British judge Vanessa Baraitser will rule on January 4, 2021, whether she authorizes the extradition of Julian Assange to the United States, where the Australian journalist is accused of 18 crimes of espionage that could sentence him up to 175 years in prison.
The magistrate set the date for her ruling at the end of a four-week trial in the London Old Bailey court, in which numerous witnesses for the WikiLeaks founder's defense have testified.
Since the judge refused to grant Assange parole, he will have to remain in London's Belmarsh high-security center and report to court for control on October 29.

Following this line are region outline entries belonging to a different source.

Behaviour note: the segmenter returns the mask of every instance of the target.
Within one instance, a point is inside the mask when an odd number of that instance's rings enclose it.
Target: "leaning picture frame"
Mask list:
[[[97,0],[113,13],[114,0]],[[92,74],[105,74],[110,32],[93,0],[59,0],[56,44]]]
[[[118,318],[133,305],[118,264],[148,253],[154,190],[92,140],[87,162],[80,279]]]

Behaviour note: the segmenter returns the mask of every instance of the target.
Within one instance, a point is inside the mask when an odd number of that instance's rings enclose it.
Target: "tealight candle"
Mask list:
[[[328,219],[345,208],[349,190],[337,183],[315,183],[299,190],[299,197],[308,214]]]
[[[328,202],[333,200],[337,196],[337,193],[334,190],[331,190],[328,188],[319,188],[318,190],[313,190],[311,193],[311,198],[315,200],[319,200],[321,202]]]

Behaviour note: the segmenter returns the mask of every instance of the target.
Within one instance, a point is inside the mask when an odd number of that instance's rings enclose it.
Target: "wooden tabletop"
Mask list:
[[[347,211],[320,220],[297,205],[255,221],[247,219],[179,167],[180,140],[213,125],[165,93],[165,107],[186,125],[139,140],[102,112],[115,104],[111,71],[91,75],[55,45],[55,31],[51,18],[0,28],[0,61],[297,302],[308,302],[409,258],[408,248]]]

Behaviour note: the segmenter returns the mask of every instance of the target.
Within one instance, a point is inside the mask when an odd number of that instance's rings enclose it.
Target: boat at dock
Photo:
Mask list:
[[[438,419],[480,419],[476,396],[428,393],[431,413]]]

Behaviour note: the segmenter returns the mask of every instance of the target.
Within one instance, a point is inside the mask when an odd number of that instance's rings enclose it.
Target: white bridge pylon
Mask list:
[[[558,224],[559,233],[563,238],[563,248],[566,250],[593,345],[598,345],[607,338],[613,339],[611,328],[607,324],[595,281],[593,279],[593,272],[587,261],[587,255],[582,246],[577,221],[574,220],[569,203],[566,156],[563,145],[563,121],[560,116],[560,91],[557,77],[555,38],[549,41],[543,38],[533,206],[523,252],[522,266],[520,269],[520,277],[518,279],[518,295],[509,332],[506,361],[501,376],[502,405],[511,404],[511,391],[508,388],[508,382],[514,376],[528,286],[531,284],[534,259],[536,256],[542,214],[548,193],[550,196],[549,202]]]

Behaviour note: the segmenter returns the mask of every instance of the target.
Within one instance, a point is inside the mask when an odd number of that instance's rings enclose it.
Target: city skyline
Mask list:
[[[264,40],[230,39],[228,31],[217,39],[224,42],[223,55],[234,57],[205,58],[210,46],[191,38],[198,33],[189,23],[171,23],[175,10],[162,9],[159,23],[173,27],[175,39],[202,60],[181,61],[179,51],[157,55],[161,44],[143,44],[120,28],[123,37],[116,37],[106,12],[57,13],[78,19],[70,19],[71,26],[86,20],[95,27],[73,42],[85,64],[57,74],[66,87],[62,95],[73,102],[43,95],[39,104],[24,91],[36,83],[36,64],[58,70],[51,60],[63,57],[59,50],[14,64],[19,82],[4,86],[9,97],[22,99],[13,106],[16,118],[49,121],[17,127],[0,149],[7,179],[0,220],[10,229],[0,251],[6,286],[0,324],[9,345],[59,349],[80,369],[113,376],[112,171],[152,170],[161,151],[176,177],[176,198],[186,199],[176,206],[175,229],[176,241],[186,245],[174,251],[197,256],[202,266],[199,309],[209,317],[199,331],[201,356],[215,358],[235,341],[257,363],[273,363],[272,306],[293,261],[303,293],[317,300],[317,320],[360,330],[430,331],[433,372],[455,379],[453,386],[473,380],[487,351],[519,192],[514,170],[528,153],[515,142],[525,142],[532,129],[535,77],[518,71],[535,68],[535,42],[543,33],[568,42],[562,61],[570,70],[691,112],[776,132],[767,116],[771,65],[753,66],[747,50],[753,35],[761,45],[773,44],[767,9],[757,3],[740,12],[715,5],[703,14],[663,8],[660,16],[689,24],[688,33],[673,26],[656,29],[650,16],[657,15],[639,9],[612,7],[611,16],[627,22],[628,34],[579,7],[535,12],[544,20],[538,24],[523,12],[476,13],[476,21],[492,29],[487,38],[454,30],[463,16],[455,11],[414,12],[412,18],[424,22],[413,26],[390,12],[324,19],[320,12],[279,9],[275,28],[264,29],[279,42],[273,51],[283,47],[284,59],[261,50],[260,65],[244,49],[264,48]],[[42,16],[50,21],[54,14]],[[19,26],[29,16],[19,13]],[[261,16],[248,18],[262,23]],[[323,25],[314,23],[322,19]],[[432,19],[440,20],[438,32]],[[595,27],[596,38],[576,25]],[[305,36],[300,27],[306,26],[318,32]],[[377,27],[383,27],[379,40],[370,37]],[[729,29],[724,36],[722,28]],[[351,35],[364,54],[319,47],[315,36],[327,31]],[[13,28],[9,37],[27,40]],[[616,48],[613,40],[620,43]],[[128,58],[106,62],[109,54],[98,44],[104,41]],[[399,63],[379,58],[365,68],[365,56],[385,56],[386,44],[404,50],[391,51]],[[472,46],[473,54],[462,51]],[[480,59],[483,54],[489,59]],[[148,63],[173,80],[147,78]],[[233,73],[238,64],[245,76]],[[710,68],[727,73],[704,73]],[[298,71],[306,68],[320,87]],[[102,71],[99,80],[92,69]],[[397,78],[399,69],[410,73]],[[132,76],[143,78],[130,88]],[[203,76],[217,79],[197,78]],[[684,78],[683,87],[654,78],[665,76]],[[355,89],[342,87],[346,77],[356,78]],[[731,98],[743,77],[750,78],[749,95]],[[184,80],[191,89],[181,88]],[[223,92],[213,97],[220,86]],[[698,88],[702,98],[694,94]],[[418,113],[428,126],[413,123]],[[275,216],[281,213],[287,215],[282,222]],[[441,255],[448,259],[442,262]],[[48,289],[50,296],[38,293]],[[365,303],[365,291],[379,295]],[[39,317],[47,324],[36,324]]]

She also refused to postpone the trial so that the Assange's defense could have more time for additional evidence.
I'm not optimistic. The US is determined to charge Assange for exposing their crimes against humanity Journalists -generally not very supportive of Assange- haven't understood his extradition will have terrible consequences for the free press. And free speech. https://t.co/xig0oD3WU4
Over the last month, the British court heard witnesses the defense presented to establish that Assange would not face a fair trial in the United States because the accusations against him are politically motivated.
Among other testimonies, the U.S. journalist Cassandra Fairbanks assured that President Donald Trump’s administration would be involved in the April 2019 expulsion of Assange from the Ecuadorian Embassy in London, where the WikiLeaks founder had been living as a political asylee since 2012.
The U.S. academic Noam Chomsky, who defended his fight for freedom of information, also testified in favor of Assange.